Jacob Gehman’s review published on Letterboxd:
Avatar is fine. Edit it to down to an hour and forty-five minutes, and it'd have enough story to be interesting. However, it's two hours and forty-some minutes, giving it approximately an hour's worth of surplus.
This extra hour could have been used for good--they could have used it to build characters, relationships, conflict. But they didn't. So instead Avatar is a behemoth almost-three-hours long movie with a so-so storyline, cardboard characters, and made-for-tv relationships.
Objectively, Avatar is a bad movie.
What I feel like the producers of Avatar were banking on is the special effects dazzling audiences. Which perhaps explains this extra hour of nothing within Avatar's runtime. It just feels like one, long tech demo, while the boundaries of mid-to-late 2000's CGI is taken to the breaking point.
Avatar is a movie that is, in many ways, utterly beautiful on screen. The best moments are those where the characters step back and the camera just swoops through the alien world, taking in the strange foliage, the odd animals, the sparkles and breaths that have been created to give the world its shimmer.
And I, for as much as I want to lean on my critical druthers, am dazzled by the beauty.

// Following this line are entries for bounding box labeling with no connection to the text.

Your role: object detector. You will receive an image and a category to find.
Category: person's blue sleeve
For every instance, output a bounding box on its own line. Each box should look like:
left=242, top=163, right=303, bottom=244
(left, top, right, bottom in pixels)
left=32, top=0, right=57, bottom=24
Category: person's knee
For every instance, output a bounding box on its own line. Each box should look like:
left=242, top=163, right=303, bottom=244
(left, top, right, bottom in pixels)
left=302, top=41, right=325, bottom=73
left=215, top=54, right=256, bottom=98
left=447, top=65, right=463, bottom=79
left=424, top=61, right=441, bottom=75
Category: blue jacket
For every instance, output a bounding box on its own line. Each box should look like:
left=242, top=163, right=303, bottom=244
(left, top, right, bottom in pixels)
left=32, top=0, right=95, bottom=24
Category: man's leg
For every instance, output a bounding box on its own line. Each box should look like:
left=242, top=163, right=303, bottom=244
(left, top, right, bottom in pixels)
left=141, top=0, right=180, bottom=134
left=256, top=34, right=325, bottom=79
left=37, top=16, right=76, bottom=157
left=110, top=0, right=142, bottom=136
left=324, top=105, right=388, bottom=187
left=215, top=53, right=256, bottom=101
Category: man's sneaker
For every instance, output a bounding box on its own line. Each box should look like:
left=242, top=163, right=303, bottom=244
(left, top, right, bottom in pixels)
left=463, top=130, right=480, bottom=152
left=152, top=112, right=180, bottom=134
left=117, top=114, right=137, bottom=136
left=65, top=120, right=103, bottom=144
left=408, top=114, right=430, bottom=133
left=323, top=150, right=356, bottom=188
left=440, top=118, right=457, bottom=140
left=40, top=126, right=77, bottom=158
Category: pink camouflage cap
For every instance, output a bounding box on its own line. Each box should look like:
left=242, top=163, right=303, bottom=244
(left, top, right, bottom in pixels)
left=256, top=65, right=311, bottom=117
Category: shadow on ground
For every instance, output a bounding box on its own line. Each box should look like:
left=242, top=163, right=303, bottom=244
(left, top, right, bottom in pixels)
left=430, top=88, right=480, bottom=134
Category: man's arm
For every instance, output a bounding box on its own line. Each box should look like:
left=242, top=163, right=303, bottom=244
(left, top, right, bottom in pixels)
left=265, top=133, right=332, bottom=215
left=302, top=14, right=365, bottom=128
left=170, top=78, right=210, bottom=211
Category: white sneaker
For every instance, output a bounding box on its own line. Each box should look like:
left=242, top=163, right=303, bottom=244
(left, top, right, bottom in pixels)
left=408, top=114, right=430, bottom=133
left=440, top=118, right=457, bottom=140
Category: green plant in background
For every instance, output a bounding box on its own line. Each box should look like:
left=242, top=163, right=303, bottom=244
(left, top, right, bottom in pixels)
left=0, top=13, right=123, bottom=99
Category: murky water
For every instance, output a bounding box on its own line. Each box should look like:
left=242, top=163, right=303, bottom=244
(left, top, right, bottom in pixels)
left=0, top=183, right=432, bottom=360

But beauty is no replacement for narrative. Beauty can't create characters. Beauty doesn't build relationships. Beauty doesn't cause conflict. These are all things that take development within the narrative. And here they're just splashed on the screen without much thought. It's like they followed a checklist of when things happen in a movie and wanted the audience to just accept that.
The sad thing is that, even though Avatar is only six years old at this point, it still feels like it was made a few years too early. The animation of the alien bodies are a bit stiff and flat-looking. Considering the leaps forward that animation has been taking over the last few years, even waiting several would have given the filmmakers the tools needed to get them looking much better.
But while that's a strike against Avatar, the real problems are those mentioned about the narrative. And the length. The length compounds the narrative problems, and the narrative compounds the length problems.
Avatar is worth watching if you want a tech demo and have a whole lot of time to burn.